Continuous glucose monitoring helps decrease A1c

July 22, 2021
A 15-center study of 175 patients with poorly controlled type 2 diabetes in JAMA found that continuous glucose monitoring, compared to blood glucose meter monitoring, or finger pricking, significantly decreased their hemoglobin A1c over eight months (-1.1% versus -0.16%, respectively).

Although the benefits of continuous glucose monitoring for patients with diabetes has been demonstrated before, the benefits have only been well studied in patients with type 1 diabetes or patients with type 2 treated with multiple daily insulin injections, referred to as prandial insulin.

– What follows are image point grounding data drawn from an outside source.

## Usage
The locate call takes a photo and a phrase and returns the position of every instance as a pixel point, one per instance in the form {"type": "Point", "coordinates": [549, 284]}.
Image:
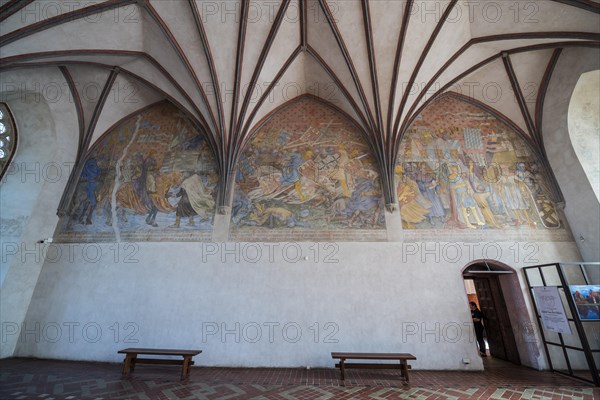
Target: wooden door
{"type": "Point", "coordinates": [498, 329]}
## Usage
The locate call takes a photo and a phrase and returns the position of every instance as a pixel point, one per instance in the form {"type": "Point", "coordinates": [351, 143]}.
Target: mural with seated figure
{"type": "Point", "coordinates": [150, 178]}
{"type": "Point", "coordinates": [307, 173]}
{"type": "Point", "coordinates": [460, 167]}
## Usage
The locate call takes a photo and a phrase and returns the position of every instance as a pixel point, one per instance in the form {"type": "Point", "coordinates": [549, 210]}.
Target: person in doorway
{"type": "Point", "coordinates": [477, 317]}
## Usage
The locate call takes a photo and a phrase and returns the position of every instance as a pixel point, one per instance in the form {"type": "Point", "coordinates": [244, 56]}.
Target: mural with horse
{"type": "Point", "coordinates": [141, 178]}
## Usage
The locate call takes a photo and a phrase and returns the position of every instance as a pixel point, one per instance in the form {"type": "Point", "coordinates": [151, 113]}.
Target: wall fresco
{"type": "Point", "coordinates": [307, 170]}
{"type": "Point", "coordinates": [462, 168]}
{"type": "Point", "coordinates": [151, 178]}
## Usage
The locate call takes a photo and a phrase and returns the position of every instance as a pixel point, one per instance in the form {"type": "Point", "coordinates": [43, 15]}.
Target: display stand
{"type": "Point", "coordinates": [571, 340]}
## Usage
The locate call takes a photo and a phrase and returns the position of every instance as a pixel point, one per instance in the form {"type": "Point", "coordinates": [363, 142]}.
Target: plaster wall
{"type": "Point", "coordinates": [38, 174]}
{"type": "Point", "coordinates": [264, 304]}
{"type": "Point", "coordinates": [582, 208]}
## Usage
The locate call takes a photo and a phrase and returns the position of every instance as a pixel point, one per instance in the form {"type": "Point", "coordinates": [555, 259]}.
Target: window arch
{"type": "Point", "coordinates": [8, 138]}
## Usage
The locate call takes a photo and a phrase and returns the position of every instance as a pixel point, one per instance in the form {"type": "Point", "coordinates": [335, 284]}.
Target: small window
{"type": "Point", "coordinates": [8, 138]}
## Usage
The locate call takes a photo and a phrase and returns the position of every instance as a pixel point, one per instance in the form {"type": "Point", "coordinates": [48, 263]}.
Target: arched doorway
{"type": "Point", "coordinates": [490, 281]}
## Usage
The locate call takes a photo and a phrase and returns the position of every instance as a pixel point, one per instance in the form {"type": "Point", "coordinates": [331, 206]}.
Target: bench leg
{"type": "Point", "coordinates": [128, 363]}
{"type": "Point", "coordinates": [185, 369]}
{"type": "Point", "coordinates": [404, 370]}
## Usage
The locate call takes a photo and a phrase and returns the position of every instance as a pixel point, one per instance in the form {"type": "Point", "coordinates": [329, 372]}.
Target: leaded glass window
{"type": "Point", "coordinates": [8, 138]}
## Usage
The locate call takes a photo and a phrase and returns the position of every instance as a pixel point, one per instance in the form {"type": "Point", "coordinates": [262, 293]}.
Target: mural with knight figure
{"type": "Point", "coordinates": [307, 173]}
{"type": "Point", "coordinates": [462, 168]}
{"type": "Point", "coordinates": [150, 178]}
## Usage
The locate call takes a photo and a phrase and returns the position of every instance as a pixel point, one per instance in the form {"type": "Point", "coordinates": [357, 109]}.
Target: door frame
{"type": "Point", "coordinates": [523, 325]}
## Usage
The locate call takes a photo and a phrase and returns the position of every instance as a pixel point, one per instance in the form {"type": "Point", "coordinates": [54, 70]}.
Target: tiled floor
{"type": "Point", "coordinates": [26, 379]}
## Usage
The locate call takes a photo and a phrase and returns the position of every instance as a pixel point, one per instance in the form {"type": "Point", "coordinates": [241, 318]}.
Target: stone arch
{"type": "Point", "coordinates": [307, 172]}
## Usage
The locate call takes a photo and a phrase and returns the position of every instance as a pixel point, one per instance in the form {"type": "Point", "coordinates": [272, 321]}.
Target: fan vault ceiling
{"type": "Point", "coordinates": [228, 64]}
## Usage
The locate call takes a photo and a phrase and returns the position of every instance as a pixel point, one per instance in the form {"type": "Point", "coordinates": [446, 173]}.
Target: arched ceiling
{"type": "Point", "coordinates": [229, 63]}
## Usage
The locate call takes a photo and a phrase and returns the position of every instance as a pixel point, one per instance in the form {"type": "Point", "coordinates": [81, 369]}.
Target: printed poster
{"type": "Point", "coordinates": [587, 301]}
{"type": "Point", "coordinates": [551, 309]}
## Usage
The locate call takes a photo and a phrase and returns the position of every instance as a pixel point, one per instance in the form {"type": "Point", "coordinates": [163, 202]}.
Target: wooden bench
{"type": "Point", "coordinates": [402, 357]}
{"type": "Point", "coordinates": [131, 359]}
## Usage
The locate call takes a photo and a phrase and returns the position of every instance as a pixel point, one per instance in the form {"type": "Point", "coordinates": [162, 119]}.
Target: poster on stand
{"type": "Point", "coordinates": [551, 309]}
{"type": "Point", "coordinates": [587, 301]}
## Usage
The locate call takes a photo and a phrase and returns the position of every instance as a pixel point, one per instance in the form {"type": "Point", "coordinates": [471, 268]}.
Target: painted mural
{"type": "Point", "coordinates": [462, 168]}
{"type": "Point", "coordinates": [306, 170]}
{"type": "Point", "coordinates": [151, 178]}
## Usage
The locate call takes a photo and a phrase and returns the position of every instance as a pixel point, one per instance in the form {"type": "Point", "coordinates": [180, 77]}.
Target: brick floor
{"type": "Point", "coordinates": [26, 379]}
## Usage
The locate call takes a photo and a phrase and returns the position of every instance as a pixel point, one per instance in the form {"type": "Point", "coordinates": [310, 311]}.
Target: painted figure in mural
{"type": "Point", "coordinates": [461, 193]}
{"type": "Point", "coordinates": [413, 205]}
{"type": "Point", "coordinates": [291, 174]}
{"type": "Point", "coordinates": [147, 187]}
{"type": "Point", "coordinates": [339, 171]}
{"type": "Point", "coordinates": [429, 188]}
{"type": "Point", "coordinates": [516, 201]}
{"type": "Point", "coordinates": [85, 196]}
{"type": "Point", "coordinates": [196, 199]}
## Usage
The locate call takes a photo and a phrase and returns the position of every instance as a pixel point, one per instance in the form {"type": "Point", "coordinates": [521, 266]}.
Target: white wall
{"type": "Point", "coordinates": [582, 207]}
{"type": "Point", "coordinates": [34, 182]}
{"type": "Point", "coordinates": [387, 297]}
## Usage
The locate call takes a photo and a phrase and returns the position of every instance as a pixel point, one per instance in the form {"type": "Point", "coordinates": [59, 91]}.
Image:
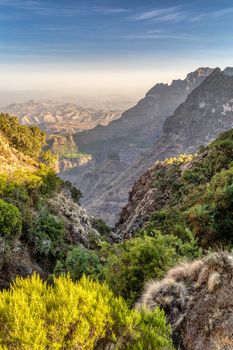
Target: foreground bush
{"type": "Point", "coordinates": [130, 264]}
{"type": "Point", "coordinates": [10, 220]}
{"type": "Point", "coordinates": [68, 315]}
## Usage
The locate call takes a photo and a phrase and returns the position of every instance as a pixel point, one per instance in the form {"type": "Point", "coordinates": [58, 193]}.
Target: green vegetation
{"type": "Point", "coordinates": [130, 264]}
{"type": "Point", "coordinates": [199, 199]}
{"type": "Point", "coordinates": [10, 220]}
{"type": "Point", "coordinates": [79, 261]}
{"type": "Point", "coordinates": [28, 140]}
{"type": "Point", "coordinates": [194, 207]}
{"type": "Point", "coordinates": [70, 315]}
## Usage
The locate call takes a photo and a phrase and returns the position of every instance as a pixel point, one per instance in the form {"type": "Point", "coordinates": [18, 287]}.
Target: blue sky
{"type": "Point", "coordinates": [143, 39]}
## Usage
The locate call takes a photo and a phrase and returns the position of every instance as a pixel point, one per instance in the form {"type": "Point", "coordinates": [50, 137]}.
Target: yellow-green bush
{"type": "Point", "coordinates": [68, 315]}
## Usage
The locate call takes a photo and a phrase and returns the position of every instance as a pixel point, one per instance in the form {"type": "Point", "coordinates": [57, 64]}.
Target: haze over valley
{"type": "Point", "coordinates": [116, 175]}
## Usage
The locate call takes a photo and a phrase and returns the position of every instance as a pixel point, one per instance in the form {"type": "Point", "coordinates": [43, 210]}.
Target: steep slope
{"type": "Point", "coordinates": [140, 126]}
{"type": "Point", "coordinates": [40, 216]}
{"type": "Point", "coordinates": [135, 132]}
{"type": "Point", "coordinates": [53, 116]}
{"type": "Point", "coordinates": [12, 160]}
{"type": "Point", "coordinates": [207, 111]}
{"type": "Point", "coordinates": [186, 194]}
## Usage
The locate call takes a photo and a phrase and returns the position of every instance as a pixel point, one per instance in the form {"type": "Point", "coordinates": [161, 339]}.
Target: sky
{"type": "Point", "coordinates": [110, 46]}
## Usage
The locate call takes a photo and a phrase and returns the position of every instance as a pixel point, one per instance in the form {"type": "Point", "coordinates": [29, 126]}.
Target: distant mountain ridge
{"type": "Point", "coordinates": [130, 136]}
{"type": "Point", "coordinates": [56, 117]}
{"type": "Point", "coordinates": [207, 111]}
{"type": "Point", "coordinates": [140, 126]}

Study Author Rodica Busui, MD, PhD, Vice Chair of Clinical Research in the Department of Internal Medicine at University of Michigan Health, says this work is one of the first to thoroughly understand the impact of having access to and using a continuous glucose monitor in adults with poorly controlled type 2 diabetes that are only treated with basal insulin, a long-acting insulin designed to be injected once or twice daily to provide an adequate level of insulin throughout the day and night.

She adds that approximately half of the study’s participants were of a racial or ethnic minority.

The randomized clinic trial began enrolling patients in mid-2018 to late-2019, with follow up in mid-2020. The participants received one or two daily injections of long-acting basal insulin, with or without non-insulin medications to help lower blood sugar levels.

Aside from testing the efficacy of continuous glucose monitoring paired with basal insulin in the study participants, Busui and her team sought to better understand how the impact of this diabetes treatment approach affected patients’ adherence to managing their disease as well as their overall life satisfaction.

The result: 175 study participants exhibited better adherence to managing their diabetes, and their life satisfaction was higher.